Tuesday, September 13, 2005

Oblivious Dad

I know it happened to you. A few times, maybe.... as it happened to me.

My dad and I were arguing about something. I could not really recall what exactly it was all about. All I know was that my dad refused to listen to me, telling me that I am unfair, selfish and all that. Then I tried hard to go explain my side, but he refused to listen, he shouted in order not to hear my voice and no matter how hard I shouted too to explain myself, I was just not audible. I did go on explaining anyway. But it was all useless. No one listened to me. No one could even hear me, in the first place. And all that's left for me to do was to cry. I pity myself for that.

Until my dad had finished his murmuring about me.

And I ceased crying. Not because the hurt subsided but because my tears ran out of stock.

There was bitterness inside of me. A perfect taste of it.

It's like lightning striking me... and I didn't have the least effort to defend myself. My back ached and so did whole body.

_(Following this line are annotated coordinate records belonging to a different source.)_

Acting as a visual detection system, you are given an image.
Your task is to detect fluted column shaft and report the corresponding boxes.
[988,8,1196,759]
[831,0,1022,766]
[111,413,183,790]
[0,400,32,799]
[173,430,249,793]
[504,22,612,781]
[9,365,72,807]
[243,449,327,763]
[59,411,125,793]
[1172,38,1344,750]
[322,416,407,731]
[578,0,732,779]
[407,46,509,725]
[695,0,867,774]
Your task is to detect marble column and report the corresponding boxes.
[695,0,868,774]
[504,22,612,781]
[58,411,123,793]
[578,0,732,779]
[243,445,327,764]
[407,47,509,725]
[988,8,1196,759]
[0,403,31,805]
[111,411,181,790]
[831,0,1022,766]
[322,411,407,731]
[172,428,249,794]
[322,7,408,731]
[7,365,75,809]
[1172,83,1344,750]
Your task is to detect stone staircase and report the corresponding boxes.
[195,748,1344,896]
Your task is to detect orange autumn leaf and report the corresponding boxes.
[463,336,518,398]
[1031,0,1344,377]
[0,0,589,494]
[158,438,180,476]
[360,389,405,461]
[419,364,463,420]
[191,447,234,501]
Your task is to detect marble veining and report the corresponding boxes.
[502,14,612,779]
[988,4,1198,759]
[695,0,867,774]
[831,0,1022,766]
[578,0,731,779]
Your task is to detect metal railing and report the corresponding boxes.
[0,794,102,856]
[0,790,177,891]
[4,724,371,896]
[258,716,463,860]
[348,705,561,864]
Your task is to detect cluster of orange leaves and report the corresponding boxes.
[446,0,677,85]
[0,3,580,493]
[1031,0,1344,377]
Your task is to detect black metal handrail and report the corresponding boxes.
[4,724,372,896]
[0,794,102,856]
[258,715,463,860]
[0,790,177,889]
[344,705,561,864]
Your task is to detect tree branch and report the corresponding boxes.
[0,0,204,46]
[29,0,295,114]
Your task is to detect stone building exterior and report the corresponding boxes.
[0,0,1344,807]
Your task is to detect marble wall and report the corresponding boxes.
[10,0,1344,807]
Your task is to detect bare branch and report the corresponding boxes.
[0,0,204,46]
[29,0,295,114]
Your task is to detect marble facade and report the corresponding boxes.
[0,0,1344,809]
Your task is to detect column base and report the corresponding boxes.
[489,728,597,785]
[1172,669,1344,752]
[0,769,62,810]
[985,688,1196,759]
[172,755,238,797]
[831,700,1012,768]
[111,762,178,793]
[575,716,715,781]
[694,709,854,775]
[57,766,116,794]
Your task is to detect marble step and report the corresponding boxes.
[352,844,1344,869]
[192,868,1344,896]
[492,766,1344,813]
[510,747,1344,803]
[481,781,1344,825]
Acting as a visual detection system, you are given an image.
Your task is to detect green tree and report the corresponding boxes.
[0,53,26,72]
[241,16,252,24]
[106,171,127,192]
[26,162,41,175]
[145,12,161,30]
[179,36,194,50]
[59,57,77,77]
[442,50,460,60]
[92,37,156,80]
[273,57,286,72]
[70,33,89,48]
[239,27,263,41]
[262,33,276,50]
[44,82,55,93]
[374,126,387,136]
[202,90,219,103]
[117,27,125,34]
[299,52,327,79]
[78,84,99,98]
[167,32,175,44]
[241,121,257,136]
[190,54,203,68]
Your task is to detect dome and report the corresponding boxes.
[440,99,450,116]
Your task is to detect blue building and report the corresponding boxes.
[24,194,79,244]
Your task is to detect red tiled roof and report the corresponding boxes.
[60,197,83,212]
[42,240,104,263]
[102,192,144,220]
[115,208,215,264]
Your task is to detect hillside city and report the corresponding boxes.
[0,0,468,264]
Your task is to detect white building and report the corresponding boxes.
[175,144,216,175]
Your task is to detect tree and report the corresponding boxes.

You know the feeling? when you've been wanting to shout but none would come out? when you want to explain but you don't know where to start? when you know you are right and yet, it seemed to them that you are wrong(est)? and what they are thinking just can't be erased because, you are given no chance to explain? because they think that they are right for they are older in age?

Why wouldn't dad listen to me? Why wouldn't he allow me to explain my side?

He should have, at least, spent a minute or two to listen to what I had to say. It would be fair that way. But to scold me with words without even giving me the chance to speak my mind is so so unfair. And it turned out that I was wrong. Although, I believe deep down inside that I have the most positive motive there is.

It saddened me. It pained my heart. It's like I was stabbed at all sides. And there was nothing left for me to do but, again, cry.

Why this thing?

I know, sometimes, people will never be able to understand you unless you speak your mind. But how else can I be understood if I couldn't even hear my own voice because there was no room for me to speak?

I went to my room and cried the hardest way I could. Alas! The tears were back again.... rolling down my cheeks... gracefully as they always do.

There were a lot of questions in my head. There were so much words to say. Not a single ear to listen.

Really, when it's your loved one who hurts you, the cut is much deeper. You do not expect them to hurt you badly, that's why.
Imagine an enemy refusing to listen to you and your father refusing to listen to you. Either way, it hurts. Sure, it does. But the gravity of the hurt differs. So what if the enemy never listens? We don't really care (that much). But if the father never listens... it's a pain. Have you ever realized that?

I cried even harder when I returned to the real world.

I was just dreaming. But I make sense, right? I sure do.

And my tears? They are real... up to the moment when I had all of my senses back and activated. It seemed like everything was real... like everything really did happen.